Define the hyperparameters and complete the training loop.

In [None]:
env = gym.make("HalfCheetah-v4")
state_dim = env.observation_space.shape[0] # TODO
action_dim = env.action_space.shape[0] # TODO
hidden_size = 64 # TODO
lr = 3e-4 # TODO

agent = model = PPO(state_dim, action_dim, hidden_size=hidden_size, lr=lr).to(device)

# We need to train for many more steps to achieve acceptable results compared to the last environment
num_episodes = 1000 # TODO
update_period = 4

actor_losses = []
critic_losses = []
moving_rewards = np.array([])

In [None]:
def train(start_episode):
    moving_rewards = np.array([])
    for episode in range(num_episodes):
        state, _ = env.reset()
        total_reward = 0
        # TODO
        # write the training loop
        while True:
            action = agent.select_action(state)
            next_state, reward, terminated, truncated, info = env.step(action)
            agent.memory.rewards.append(reward)

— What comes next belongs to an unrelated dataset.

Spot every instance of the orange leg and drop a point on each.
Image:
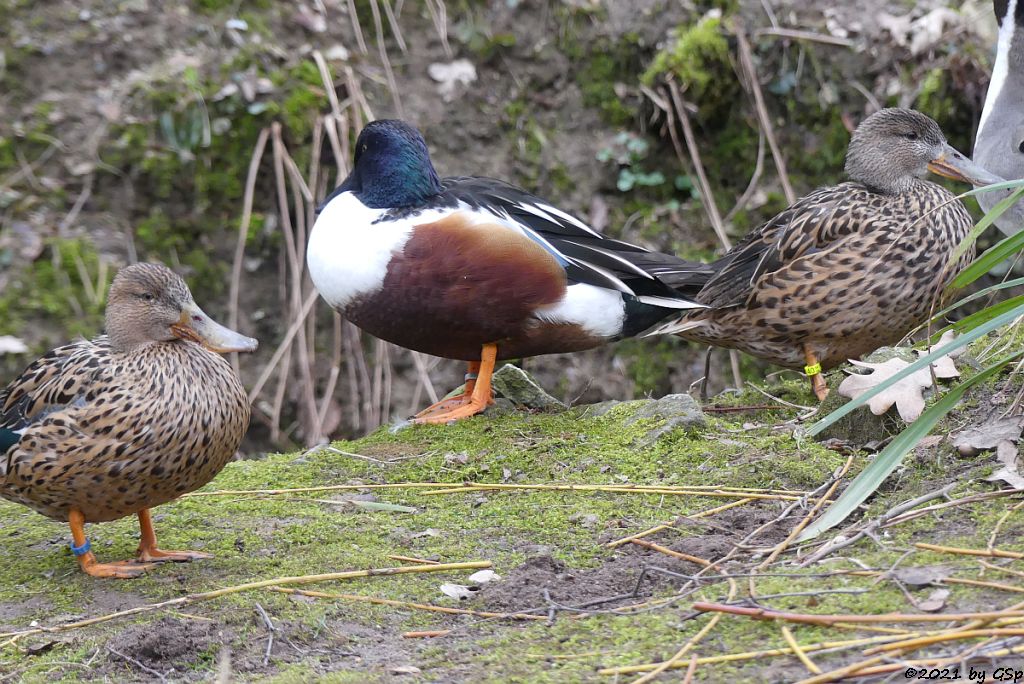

            total_reward += reward
            state = next_state

            if terminated or truncated:
                break

        if episode % update_period == 0:
            loss_ac, loss_cri = agent.update()
            actor_losses.append(loss_ac)
            critic_losses.append(loss_cri)
            moving_rewards = np.append(moving_rewards, total_reward)
        if episode % 100 == 0:
            print(f"actor loss:\t{loss_ac:.6f}")
            print(f"critic loss:\t{loss_cri:.6f}")
            print(f'Episode {episode + start_episode}: Going Reward = {moving_rewards.mean():.1f}: Std = {moving_rewards.std():.1f}')
            moving_rewards = np.array([])

    env.close()


def save_memory_to_json(memory, filename):
    memory_data = {
        'actions': [action.tolist() for action in memory.actions],
        'states': [state.tolist() for state in memory.states],
        'logprobs': [logprob.tolist() for logprob in memory.logprobs],
        'rewards': [reward.tolist() for reward in memory.rewards],
        'state_values': [state_value.tolist() for state_value in memory.state_values]
    }

    with open(filename, 'w') as f:
        json.dump(memory_data, f)


def load_memory_from_json(filename):
    with open(filename, 'r') as f:
        memory_data = json.load(f)

    # Convert lists back to tensors
    memory = Memory()
    memory.actions = [torch.tensor(action) for action in memory_data['actions']]
    memory.states = [torch.tensor(state) for state in memory_data['states']]
    memory.logprobs = [torch.tensor(logprob) for logprob in memory_data['logprobs']]
    memory.rewards = [torch.tensor(reward) for reward in memory_data['rewards']]
    memory.state_values = [torch.tensor(state_value) for state_value in memory_data['state_values']]

    return memory

In [None]:
train(0)
torch.save(agent.actor.state_dict(), 'ppo_actor_model.pth')
torch.save(agent.critic.state_dict(), 'ppo_critic_model.pth')
save_memory_to_json(agent.memory, 'ppo_memory.json')

  action = torch.tensor(action, dtype=torch.float)


actor loss:	1.652674
critic loss:	6.691543
Episode 0: Going Reward = -1069.7: Std = 0.0
actor loss:	-0.018704
critic loss:	3.840977
Episode 100: Going Reward = -897.0: Std = 116.0
actor loss:	0.048294
critic loss:	3.963023
Episode 200: Going Reward = -835.1: Std = 98.8
actor loss:	-0.122607
critic loss:	3.930660
Episode 300: Going Reward = -783.1: Std = 91.4
actor loss:	-0.072026
critic loss:	3.946661
Episode 400: Going Reward = -723.4: Std = 62.4
actor loss:	0.042279
critic loss:	4.123845
Episode 500: Going Reward = -698.1: Std = 52.2
actor loss:	0.136185
critic loss:	4.051512
Episode 600: Going Reward = -691.3: Std = 56.6
actor loss:	-0.342282
critic loss:	3.880317
Episode 700: Going Reward = -639.8: Std = 60.1
actor loss:	0.204279
critic loss:	3.931245
Episode 800: Going Reward = -606.5: Std = 48.3
actor loss:	0.036396
critic loss:	3.980851
Episode 900: Going Reward = -571.9: Std = 61.8


In [None]:
train(1000)
torch.save(agent.actor.state_dict(), 'ppo_actor_model.pth')
torch.save(agent.critic.state_dict(), 'ppo_critic_model.pth')
save_memory_to_json(agent.memory, 'ppo_memory.json')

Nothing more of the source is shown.